Prepare your answers
While you can’t predict exactly what your interviewer will ask, there are some standard questions that are likely to crop up, such as ‘tell me about yourself’ and ‘why do you want to work here?’ When talking about yourself keep your answer fairly brief and just touch upon your biggest achievements and qualifications. When asked that typical question of why you want the job, focus on one or two areas, such as the culture of the company or its successes. If you’re asked to identify your weaknesses, on no account say ‘I have no weaknesses’, or ‘I work too hard’, as any interviewer will see through such answers in a second. Pick something realistic that you’re are taking steps to improve, such as learning new IT skills.
Look the part
Even though we all know you shouldn’t judge by appearance, that’s inevitably what happens when you walk into an interview. Though it’s not always necessary to go overly formal for every interview, it’s always best to stay on the smarter side. Make sure your clothes are neat and ironed, and that they fit properly, and keep accessories to a minimum. Polish your shoes too – those are the sort of details that an interviewer will pick up on, and interpret (unfairly or not) as an indication of your general attitude.
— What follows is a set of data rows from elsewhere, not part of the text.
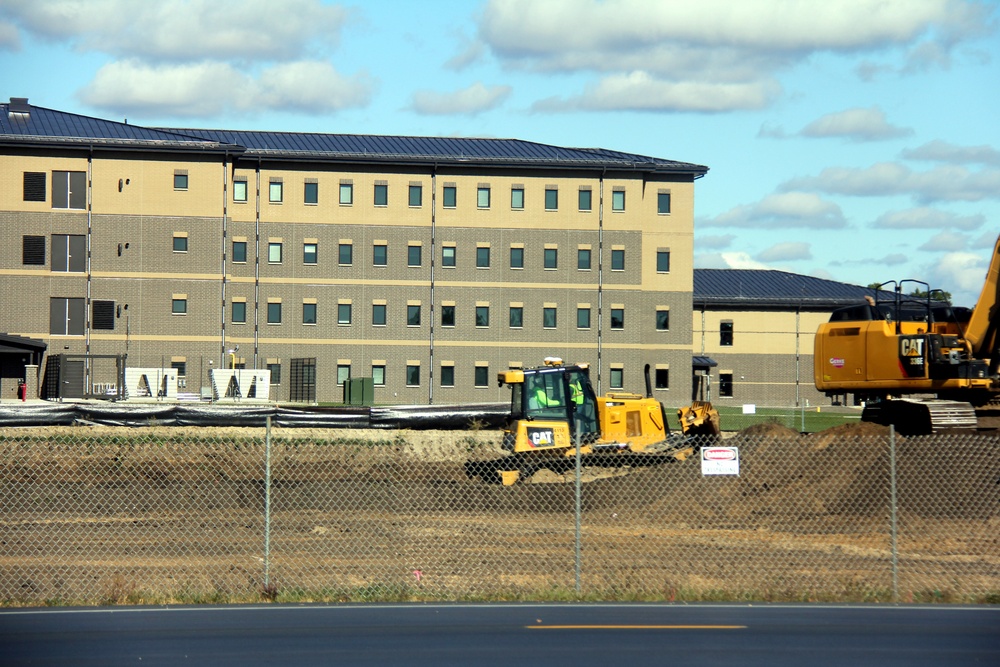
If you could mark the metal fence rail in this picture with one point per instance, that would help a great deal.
(159, 515)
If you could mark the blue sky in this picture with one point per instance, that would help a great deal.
(855, 140)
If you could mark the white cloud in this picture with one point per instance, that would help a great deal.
(472, 100)
(789, 210)
(856, 125)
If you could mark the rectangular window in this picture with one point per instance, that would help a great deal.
(618, 260)
(274, 312)
(414, 255)
(345, 254)
(33, 250)
(311, 193)
(34, 186)
(726, 333)
(378, 314)
(618, 200)
(310, 253)
(380, 254)
(69, 189)
(309, 313)
(663, 203)
(551, 199)
(662, 261)
(517, 198)
(343, 314)
(447, 376)
(276, 192)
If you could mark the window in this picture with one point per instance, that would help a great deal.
(725, 384)
(343, 314)
(345, 254)
(311, 193)
(483, 257)
(33, 250)
(309, 313)
(617, 260)
(662, 320)
(662, 261)
(447, 316)
(274, 252)
(551, 258)
(69, 253)
(69, 189)
(380, 254)
(276, 192)
(618, 200)
(551, 199)
(34, 186)
(309, 253)
(517, 198)
(663, 203)
(413, 255)
(448, 255)
(378, 314)
(726, 333)
(274, 312)
(66, 316)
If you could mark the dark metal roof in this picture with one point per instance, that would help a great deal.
(748, 288)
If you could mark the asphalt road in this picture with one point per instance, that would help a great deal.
(504, 634)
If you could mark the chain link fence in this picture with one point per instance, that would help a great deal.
(154, 515)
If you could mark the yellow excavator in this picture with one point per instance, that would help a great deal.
(554, 409)
(918, 363)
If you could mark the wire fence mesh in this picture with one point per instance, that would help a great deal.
(158, 514)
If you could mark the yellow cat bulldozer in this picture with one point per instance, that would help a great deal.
(554, 409)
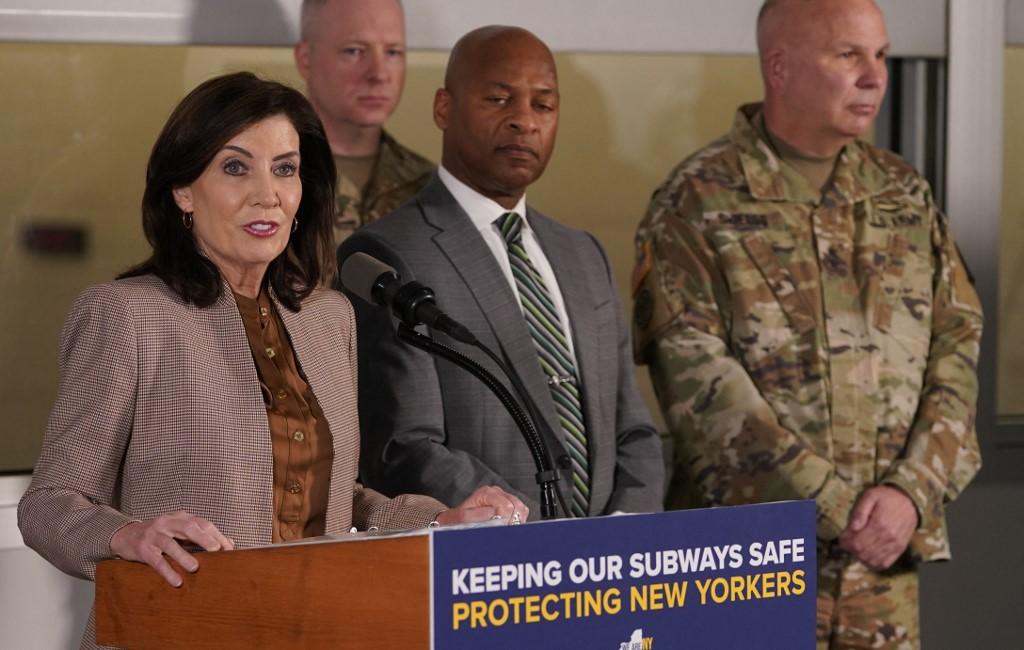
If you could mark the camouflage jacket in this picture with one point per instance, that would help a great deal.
(398, 175)
(806, 345)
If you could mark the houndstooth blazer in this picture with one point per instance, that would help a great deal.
(159, 409)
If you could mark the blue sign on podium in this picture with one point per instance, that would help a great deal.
(720, 577)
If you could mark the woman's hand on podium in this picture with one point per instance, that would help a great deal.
(150, 540)
(486, 503)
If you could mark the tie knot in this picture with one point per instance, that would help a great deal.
(510, 225)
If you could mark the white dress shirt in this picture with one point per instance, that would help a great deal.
(483, 212)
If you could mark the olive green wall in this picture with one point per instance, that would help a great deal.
(1011, 316)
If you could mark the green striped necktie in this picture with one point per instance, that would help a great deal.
(553, 352)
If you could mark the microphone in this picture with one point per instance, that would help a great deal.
(378, 284)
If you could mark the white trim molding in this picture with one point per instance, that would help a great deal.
(698, 27)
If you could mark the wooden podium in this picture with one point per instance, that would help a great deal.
(359, 594)
(717, 578)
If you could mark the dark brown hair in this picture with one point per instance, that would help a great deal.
(210, 116)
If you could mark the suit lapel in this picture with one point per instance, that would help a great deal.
(459, 240)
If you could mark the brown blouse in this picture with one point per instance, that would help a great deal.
(299, 433)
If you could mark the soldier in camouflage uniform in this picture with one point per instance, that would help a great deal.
(352, 57)
(816, 340)
(398, 174)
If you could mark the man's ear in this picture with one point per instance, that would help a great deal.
(442, 102)
(182, 197)
(776, 69)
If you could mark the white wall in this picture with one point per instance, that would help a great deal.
(40, 607)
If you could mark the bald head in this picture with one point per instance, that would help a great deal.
(823, 69)
(499, 112)
(486, 44)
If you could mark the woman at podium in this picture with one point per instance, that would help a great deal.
(208, 395)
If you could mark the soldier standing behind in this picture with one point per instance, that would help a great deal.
(809, 325)
(352, 57)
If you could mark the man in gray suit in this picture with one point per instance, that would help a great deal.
(429, 427)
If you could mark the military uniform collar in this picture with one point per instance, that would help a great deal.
(857, 175)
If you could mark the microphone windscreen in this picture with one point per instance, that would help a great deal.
(360, 271)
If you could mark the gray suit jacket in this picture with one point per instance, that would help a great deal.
(432, 428)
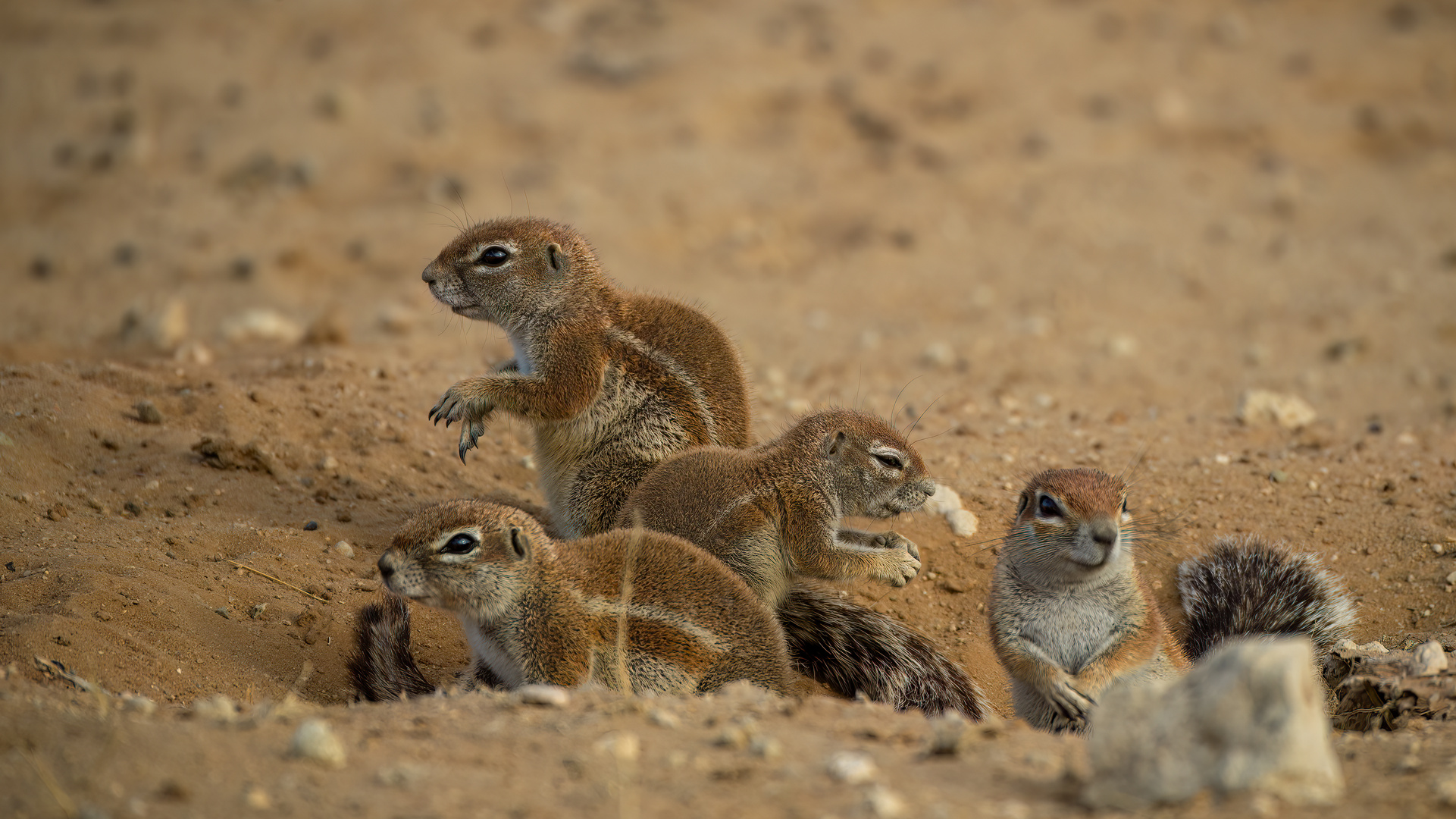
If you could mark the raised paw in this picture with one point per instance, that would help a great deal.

Remember that they want to know what you’re like as a person as well as a potential employee. Talk about your hobbies and interests where possible, and give the interviewer an impression of your character. Stay relaxed and calm, and make frequent eye-contact, and make a conscious effort to not fiddle or fidget. Your body language will send out signals just as much as your appearance, so make the effort to appear interested and attentive.
This is really important part of the interview. Asking about the role demonstrates your interest, and allows you to find out more about the job. Think of around four or five questions to ask at the end of the interview, such as the opportunities for training, promotion and progression, what the work culture is like, and how performance/success is measured. Remember that an interview is a dialogue; make use of the opportunity to ask questions to find out if the role is right for you too.